Estate Planning for Special Needs Children: peace of Mind for Parents

I was recently re-visiting an article about estate planning for families with special needs children that appeared in October 2008 in the Wall Street Journal entitled “An Estate Plan Built for Special Needs.” The article, like so many others, highlights the statistics: that more than 41 million Americans, or almost 15% of Americans age 5 or over have some type of disability, according to 2007 census data. With so many disabled children, whether the disability is a learning disability, an autistic spectrum disorder, mental retardation, cerebral palsy or some other disability, what do parents do to be sure their children are taken care of after they are gone? What do parents do to lessen their anxiety about the future of their children? How do parents make sure that their special needs children will not become a financial burden on their other children or relatives?

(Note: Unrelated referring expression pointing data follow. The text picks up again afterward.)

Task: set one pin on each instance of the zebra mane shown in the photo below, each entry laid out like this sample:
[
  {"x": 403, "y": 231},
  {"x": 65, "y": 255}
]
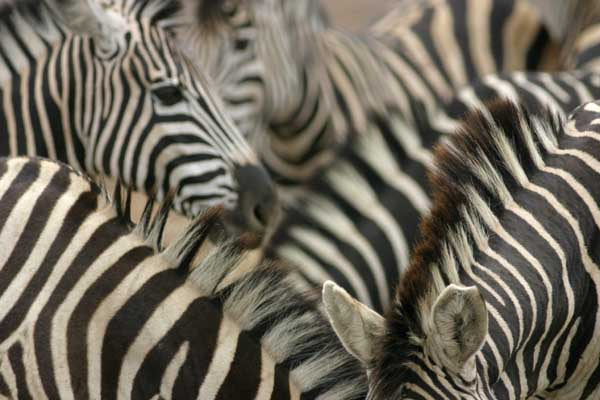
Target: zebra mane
[
  {"x": 493, "y": 154},
  {"x": 262, "y": 299}
]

Fortunately, parents can take some simple steps to make sure that their special needs children have both financial and personal security after their deaths. As a trusts and estates attorney who specializes in this area of the law, I often prepare “Supplemental Needs Trusts” for families with children with special needs. These trusts are designed to provide for “extras” for the special needs child, while still allowing him or her to qualify for available government benefits, such as Medicaid and SSI. For instance, the trust can pay for medical or dental care not covered by Medicaid, entertainment, vacations and so forth. The trusts can be created in the Wills of the parents or grandparents, in which case they come into existence after the parent or grandparent passes away.
They also can be created in a separate trust instrument created during life (an “inter vivos trust”) and can either hold assets immediately, or hold a life insurance policy on the parent. If the inter vivos trust holds liquid assets immediately, there would be funds immediately available to use for the special needs child. If the trust holds a life insurance policy, there would be no liquid assets in the trust until the death of the insured. In addition, if other family members, such as grandparents, are made aware of the inter vivos trust, they can provide in their own Wills for distributions to be made directly into this trust for the disabled grandchild, or can even make lifetime gifts to the trust. It generally is not desirable to leave property outright to a special needs child, as this could easily disqualify him or her from receiving government benefits.

Whether the supplemental needs trust is created under a Will or is created as an inter vivos trust, the parent would know that when they are no longer around, their special needs child is taken care of. With this simple planning, the parents of the special needs child have one less thing to worry about, and achieve some well deserved peace of mind.